The Chinese government plans to extend its drinking water monitoring network this year to include more rural areas, said an official with the Ministry of Health (MOH) on Thursday.
The government aims to equip 25 percent of the country's counties, about 750 in number, with drinking water monitoring stations this year, said Bai Huqun, deputy director of the bureau of disease prevention and control of the MOH.
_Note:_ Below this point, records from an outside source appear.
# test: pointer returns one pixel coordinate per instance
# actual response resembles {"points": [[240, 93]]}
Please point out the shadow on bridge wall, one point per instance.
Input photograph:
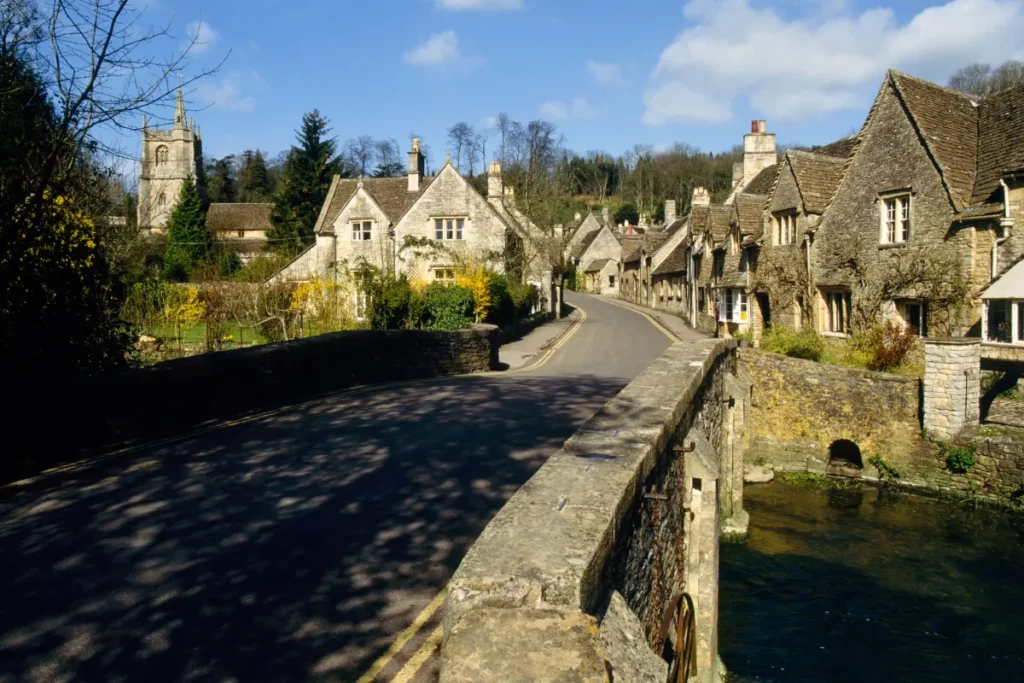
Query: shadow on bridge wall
{"points": [[289, 548]]}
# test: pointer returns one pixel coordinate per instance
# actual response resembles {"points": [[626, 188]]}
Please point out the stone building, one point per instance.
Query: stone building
{"points": [[168, 158], [419, 225], [241, 227]]}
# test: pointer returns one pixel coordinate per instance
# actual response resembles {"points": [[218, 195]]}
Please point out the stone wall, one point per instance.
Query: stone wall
{"points": [[178, 394], [605, 514], [801, 408]]}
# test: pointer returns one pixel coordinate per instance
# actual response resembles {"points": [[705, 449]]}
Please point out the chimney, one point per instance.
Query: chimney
{"points": [[670, 212], [415, 166], [759, 151], [495, 184], [700, 197]]}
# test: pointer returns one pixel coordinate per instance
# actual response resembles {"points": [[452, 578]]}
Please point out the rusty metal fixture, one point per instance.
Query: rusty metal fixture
{"points": [[679, 611]]}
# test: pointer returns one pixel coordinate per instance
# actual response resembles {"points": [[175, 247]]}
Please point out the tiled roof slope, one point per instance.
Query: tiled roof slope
{"points": [[586, 243], [721, 220], [947, 121], [1000, 143], [391, 195], [817, 176], [763, 181], [230, 217], [674, 262], [749, 211], [840, 148]]}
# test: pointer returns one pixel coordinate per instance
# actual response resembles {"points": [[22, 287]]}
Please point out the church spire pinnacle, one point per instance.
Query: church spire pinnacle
{"points": [[179, 111]]}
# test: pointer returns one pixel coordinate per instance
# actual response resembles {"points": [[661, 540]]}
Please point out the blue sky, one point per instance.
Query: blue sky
{"points": [[609, 73]]}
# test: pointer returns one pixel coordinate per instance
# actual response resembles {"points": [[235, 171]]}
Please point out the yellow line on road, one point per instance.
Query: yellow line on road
{"points": [[668, 333], [416, 663], [403, 639]]}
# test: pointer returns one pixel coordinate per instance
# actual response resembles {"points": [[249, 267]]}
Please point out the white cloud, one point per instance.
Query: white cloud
{"points": [[440, 49], [610, 75], [227, 93], [580, 108], [825, 61], [488, 5], [202, 36]]}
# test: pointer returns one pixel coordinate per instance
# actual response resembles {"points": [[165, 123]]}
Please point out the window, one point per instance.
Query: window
{"points": [[363, 230], [785, 228], [444, 275], [895, 219], [733, 305], [914, 315], [836, 313], [449, 228]]}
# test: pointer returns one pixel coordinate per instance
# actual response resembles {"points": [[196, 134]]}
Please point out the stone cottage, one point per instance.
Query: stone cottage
{"points": [[421, 226]]}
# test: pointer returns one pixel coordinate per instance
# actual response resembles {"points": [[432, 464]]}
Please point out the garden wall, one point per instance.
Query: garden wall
{"points": [[168, 397]]}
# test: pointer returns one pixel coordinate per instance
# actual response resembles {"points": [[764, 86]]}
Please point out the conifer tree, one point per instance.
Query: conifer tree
{"points": [[306, 178], [188, 241]]}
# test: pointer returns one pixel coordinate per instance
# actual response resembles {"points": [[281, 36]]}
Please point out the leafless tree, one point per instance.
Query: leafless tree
{"points": [[461, 138], [360, 153]]}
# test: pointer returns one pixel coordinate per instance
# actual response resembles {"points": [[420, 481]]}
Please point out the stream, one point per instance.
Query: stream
{"points": [[871, 585]]}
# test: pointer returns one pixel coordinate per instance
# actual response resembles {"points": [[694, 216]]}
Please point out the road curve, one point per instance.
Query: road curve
{"points": [[299, 546]]}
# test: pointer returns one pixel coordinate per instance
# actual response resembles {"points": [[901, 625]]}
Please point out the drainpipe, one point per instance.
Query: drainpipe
{"points": [[1005, 224]]}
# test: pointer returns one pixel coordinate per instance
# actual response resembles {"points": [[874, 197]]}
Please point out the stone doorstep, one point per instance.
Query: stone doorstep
{"points": [[524, 646]]}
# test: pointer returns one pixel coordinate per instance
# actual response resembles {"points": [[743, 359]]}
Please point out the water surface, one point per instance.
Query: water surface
{"points": [[864, 585]]}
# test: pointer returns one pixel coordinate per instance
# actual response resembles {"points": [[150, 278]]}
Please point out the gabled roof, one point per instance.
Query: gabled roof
{"points": [[1000, 140], [947, 124], [674, 262], [391, 195], [721, 221], [586, 243], [817, 177], [231, 217], [764, 181]]}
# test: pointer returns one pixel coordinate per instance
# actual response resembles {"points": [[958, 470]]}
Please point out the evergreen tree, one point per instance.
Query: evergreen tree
{"points": [[306, 178], [220, 184], [188, 241], [254, 180]]}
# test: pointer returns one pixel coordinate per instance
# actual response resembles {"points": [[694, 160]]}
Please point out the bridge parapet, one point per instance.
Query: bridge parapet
{"points": [[630, 505]]}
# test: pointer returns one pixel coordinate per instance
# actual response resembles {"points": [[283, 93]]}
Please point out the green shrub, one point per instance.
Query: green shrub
{"points": [[388, 301], [501, 310], [805, 344], [889, 344], [960, 460], [448, 307]]}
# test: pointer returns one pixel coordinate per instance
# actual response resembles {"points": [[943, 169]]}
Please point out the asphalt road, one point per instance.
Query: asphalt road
{"points": [[299, 546]]}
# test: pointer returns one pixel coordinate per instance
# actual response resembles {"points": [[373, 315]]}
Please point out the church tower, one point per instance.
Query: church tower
{"points": [[168, 158]]}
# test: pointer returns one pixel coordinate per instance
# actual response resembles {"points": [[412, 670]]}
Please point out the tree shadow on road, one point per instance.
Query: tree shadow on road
{"points": [[290, 548]]}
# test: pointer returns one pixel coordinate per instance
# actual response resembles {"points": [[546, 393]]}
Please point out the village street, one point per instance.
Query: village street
{"points": [[296, 546]]}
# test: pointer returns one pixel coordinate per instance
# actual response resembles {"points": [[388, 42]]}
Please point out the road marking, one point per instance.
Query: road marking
{"points": [[168, 440], [403, 639], [416, 662], [668, 333]]}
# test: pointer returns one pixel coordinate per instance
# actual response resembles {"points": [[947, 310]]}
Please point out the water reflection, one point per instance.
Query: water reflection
{"points": [[866, 585]]}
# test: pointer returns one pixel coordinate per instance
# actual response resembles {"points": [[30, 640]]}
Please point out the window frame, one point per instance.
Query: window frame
{"points": [[363, 229], [450, 228], [895, 231]]}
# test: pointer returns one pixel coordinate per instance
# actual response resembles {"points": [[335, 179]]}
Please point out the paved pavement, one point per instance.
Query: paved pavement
{"points": [[305, 545]]}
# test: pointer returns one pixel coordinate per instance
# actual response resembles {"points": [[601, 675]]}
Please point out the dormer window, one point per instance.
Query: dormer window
{"points": [[363, 230], [895, 219], [785, 227], [449, 228]]}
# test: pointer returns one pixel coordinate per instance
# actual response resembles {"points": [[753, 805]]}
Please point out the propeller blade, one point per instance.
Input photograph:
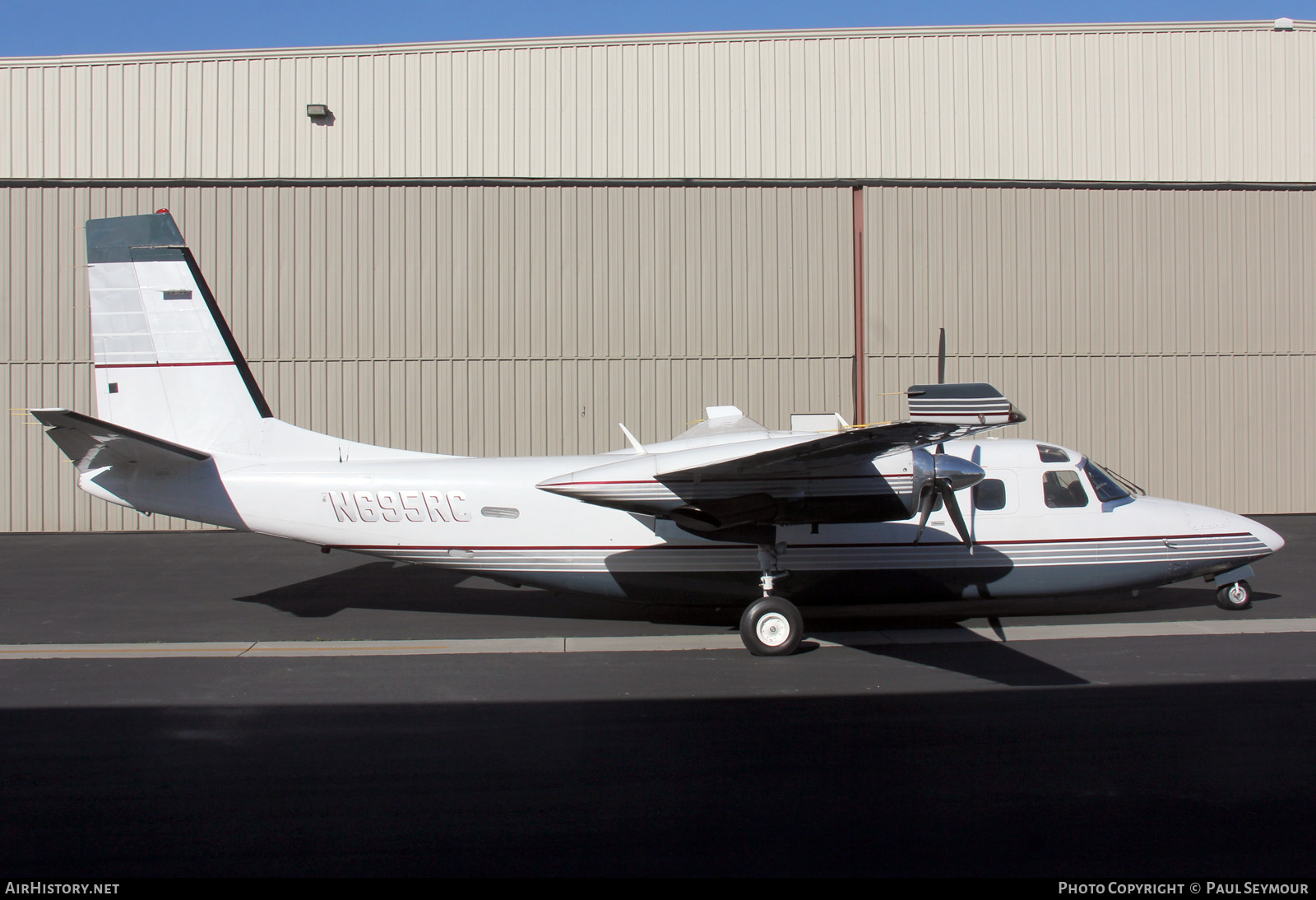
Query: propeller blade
{"points": [[941, 358], [948, 494], [925, 503]]}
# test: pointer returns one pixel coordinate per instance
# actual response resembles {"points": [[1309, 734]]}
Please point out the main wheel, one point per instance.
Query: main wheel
{"points": [[772, 628], [1234, 596]]}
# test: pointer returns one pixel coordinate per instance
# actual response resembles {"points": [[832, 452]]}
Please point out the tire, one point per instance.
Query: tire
{"points": [[772, 628], [1235, 597]]}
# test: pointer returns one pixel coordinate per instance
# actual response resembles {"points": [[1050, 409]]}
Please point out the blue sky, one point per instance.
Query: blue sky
{"points": [[32, 29]]}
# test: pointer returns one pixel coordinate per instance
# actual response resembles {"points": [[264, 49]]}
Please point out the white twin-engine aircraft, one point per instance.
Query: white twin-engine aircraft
{"points": [[822, 513]]}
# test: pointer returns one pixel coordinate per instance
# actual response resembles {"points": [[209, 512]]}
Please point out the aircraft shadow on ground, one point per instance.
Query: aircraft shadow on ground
{"points": [[415, 588], [420, 588]]}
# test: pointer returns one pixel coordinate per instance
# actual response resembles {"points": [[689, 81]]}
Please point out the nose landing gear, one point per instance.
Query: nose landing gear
{"points": [[772, 625], [1235, 596]]}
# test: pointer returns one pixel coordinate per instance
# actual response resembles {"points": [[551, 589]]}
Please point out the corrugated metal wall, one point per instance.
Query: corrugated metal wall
{"points": [[1160, 328], [1214, 101], [456, 320], [1169, 333]]}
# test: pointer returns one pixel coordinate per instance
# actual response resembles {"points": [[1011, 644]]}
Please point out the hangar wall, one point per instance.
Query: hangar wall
{"points": [[511, 246], [458, 320], [1190, 101]]}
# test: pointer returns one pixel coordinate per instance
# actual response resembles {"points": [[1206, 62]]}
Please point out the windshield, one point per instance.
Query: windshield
{"points": [[1105, 487]]}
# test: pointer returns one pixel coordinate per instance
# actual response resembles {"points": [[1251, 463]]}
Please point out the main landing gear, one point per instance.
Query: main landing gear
{"points": [[772, 625]]}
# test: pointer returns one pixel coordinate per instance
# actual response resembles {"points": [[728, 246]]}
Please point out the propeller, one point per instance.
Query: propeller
{"points": [[943, 476]]}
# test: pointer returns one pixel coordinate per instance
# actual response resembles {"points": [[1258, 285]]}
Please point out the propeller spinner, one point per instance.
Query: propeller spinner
{"points": [[943, 474]]}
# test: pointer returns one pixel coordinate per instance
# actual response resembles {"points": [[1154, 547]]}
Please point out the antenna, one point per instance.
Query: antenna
{"points": [[941, 358], [631, 437]]}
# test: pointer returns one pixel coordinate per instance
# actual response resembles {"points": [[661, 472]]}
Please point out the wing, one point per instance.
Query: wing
{"points": [[938, 412], [92, 443], [862, 474]]}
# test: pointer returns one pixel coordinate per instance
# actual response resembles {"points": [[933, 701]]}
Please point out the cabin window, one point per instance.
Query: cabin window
{"points": [[1063, 489], [500, 512], [990, 494]]}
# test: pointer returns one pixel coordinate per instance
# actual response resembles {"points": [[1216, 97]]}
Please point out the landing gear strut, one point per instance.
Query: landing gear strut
{"points": [[1235, 597], [772, 625]]}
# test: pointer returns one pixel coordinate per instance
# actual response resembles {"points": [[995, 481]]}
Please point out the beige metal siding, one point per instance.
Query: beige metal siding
{"points": [[1168, 333], [1158, 103], [457, 320]]}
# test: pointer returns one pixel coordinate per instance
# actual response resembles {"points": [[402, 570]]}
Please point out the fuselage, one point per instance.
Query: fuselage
{"points": [[1040, 527]]}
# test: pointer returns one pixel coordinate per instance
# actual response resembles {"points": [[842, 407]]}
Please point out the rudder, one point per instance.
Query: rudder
{"points": [[166, 362]]}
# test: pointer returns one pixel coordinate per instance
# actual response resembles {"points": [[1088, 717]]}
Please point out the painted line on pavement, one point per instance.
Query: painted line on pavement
{"points": [[655, 643]]}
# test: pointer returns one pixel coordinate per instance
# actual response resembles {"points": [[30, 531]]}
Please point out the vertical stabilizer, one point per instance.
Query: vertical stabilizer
{"points": [[166, 362]]}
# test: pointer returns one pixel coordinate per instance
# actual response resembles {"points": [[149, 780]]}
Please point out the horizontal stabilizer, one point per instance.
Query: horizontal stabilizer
{"points": [[94, 443], [961, 404]]}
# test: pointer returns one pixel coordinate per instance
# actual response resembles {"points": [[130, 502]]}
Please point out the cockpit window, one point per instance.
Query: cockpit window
{"points": [[1063, 489], [1105, 487]]}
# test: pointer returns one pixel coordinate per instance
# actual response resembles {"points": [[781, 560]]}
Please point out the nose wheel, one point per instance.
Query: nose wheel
{"points": [[1235, 597], [772, 627]]}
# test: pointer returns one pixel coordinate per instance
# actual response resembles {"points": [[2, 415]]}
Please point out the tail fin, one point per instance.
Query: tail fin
{"points": [[166, 362]]}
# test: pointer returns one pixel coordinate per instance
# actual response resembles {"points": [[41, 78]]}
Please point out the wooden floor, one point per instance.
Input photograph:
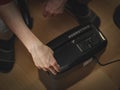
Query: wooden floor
{"points": [[24, 75]]}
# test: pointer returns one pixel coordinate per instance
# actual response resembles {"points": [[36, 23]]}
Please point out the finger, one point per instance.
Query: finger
{"points": [[55, 65], [52, 70]]}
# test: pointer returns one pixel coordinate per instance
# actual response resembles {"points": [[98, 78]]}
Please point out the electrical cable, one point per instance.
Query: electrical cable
{"points": [[107, 63]]}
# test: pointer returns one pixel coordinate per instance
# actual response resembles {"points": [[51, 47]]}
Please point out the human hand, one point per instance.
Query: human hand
{"points": [[43, 59], [54, 7]]}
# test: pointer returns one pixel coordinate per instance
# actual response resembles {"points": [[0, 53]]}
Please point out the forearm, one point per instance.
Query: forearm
{"points": [[12, 17]]}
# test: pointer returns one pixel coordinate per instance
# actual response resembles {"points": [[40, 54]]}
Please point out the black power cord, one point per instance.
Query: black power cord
{"points": [[107, 63]]}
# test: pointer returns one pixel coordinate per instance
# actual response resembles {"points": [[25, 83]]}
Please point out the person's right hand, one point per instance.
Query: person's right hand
{"points": [[43, 58]]}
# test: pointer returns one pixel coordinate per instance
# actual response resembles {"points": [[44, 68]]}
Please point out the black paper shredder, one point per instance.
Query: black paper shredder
{"points": [[72, 50], [77, 45]]}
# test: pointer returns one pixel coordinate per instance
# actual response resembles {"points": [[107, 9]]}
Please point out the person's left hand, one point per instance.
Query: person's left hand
{"points": [[53, 7]]}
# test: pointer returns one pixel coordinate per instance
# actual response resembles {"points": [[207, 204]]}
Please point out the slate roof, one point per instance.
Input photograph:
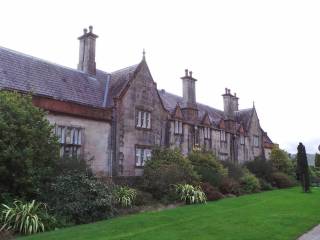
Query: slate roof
{"points": [[29, 74]]}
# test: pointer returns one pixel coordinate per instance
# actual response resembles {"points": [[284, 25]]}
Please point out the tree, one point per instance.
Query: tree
{"points": [[28, 147], [281, 162], [317, 160], [303, 168]]}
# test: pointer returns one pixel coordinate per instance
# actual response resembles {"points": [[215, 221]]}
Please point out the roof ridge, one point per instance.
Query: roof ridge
{"points": [[125, 68], [42, 60]]}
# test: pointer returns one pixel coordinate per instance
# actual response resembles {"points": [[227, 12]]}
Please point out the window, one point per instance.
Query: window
{"points": [[256, 141], [142, 155], [70, 139], [143, 119], [241, 139], [207, 133], [177, 127], [223, 136]]}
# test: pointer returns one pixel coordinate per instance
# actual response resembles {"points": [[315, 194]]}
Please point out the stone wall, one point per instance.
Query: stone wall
{"points": [[96, 142], [141, 95]]}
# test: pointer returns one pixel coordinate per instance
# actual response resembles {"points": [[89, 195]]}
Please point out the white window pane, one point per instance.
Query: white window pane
{"points": [[148, 120], [139, 119], [138, 154], [63, 134]]}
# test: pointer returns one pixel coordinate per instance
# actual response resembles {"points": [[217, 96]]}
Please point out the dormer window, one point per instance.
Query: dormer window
{"points": [[223, 136], [241, 139], [143, 119], [178, 127], [256, 141], [207, 133]]}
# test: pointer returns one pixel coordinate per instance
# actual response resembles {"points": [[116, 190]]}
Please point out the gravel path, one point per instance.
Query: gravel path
{"points": [[314, 234]]}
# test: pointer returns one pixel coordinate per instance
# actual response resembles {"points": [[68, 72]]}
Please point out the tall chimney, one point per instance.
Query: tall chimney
{"points": [[87, 52], [230, 104], [189, 89]]}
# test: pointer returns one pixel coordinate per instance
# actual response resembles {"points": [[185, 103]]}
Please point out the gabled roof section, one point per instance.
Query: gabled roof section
{"points": [[170, 102], [25, 73], [119, 80], [244, 117]]}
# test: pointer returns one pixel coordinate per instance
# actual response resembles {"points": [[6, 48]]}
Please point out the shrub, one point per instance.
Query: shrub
{"points": [[79, 198], [249, 183], [28, 147], [190, 194], [261, 168], [143, 198], [230, 186], [26, 218], [211, 192], [208, 167], [167, 168], [314, 176], [281, 162], [317, 160], [235, 171], [124, 196], [282, 180]]}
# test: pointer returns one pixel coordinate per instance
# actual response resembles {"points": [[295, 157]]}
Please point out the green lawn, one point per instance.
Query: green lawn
{"points": [[279, 214]]}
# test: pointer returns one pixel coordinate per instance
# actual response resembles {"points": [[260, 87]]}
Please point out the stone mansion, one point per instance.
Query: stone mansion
{"points": [[118, 117]]}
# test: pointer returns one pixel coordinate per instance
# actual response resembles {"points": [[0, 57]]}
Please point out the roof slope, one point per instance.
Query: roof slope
{"points": [[28, 74]]}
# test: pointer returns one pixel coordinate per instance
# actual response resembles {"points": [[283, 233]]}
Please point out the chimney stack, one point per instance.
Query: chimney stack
{"points": [[87, 52], [230, 104], [189, 89]]}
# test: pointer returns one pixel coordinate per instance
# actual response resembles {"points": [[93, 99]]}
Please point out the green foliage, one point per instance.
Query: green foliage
{"points": [[249, 183], [124, 196], [282, 180], [314, 176], [211, 192], [28, 147], [143, 198], [79, 198], [261, 168], [208, 167], [190, 194], [235, 171], [281, 162], [317, 160], [26, 218], [166, 168], [303, 168]]}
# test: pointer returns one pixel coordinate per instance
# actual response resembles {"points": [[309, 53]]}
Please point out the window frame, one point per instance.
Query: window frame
{"points": [[178, 127], [144, 153], [143, 119], [256, 141], [74, 141]]}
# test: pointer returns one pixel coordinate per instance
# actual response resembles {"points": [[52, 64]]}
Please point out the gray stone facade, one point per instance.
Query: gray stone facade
{"points": [[123, 115]]}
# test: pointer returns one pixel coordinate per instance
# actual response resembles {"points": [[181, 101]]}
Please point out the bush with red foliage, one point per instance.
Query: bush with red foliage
{"points": [[211, 192]]}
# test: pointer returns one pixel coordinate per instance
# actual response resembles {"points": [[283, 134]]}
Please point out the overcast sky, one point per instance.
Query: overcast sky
{"points": [[265, 51]]}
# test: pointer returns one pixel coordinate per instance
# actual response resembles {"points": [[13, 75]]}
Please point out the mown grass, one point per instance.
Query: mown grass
{"points": [[280, 214]]}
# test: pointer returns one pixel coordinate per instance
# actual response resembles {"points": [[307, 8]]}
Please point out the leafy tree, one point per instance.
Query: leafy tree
{"points": [[208, 167], [28, 147], [165, 169], [317, 160], [281, 162], [303, 168]]}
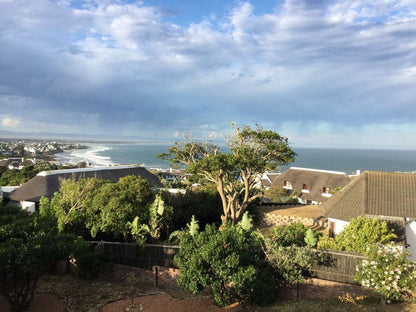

The government would increase investment in water quality monitoring and establish a nationwide monitoring network, said Bai at the ongoing meeting of the United Nations Secretary-General's Advisory Board on water and sanitation held in East China's Shanghai Municipality.
China's drinking water quality monitoring network in rural areas covered 477 counties in 26 provinces by 2005.
Bai told the meeting that the government would strengthen water monitoring by making regular evaluations of drinking water quality and would investigate into diseases caused by drinking water in rural areas.
More than 300 million people in China have no access to safe and clean drinking water, most of them in comparatively poor rural areas.
The government has pledged to provide safe and clean drinking water for 160 million rural people by 2010, and for all the rural people by 2015.
The country has invested a total of 33.8 billion yuan (4.4 billion U.S. dollars) in the past six years, and nearly 100 million rural people have been ensured with clean and safe drinking water supply, said Li Daixin with the Ministry of Water Resources.
It would cost nearly 120 billion yuan to guarantee a clean and safe drinking water supply for all 300 million people, according to Li's estimation of 400 yuan per person.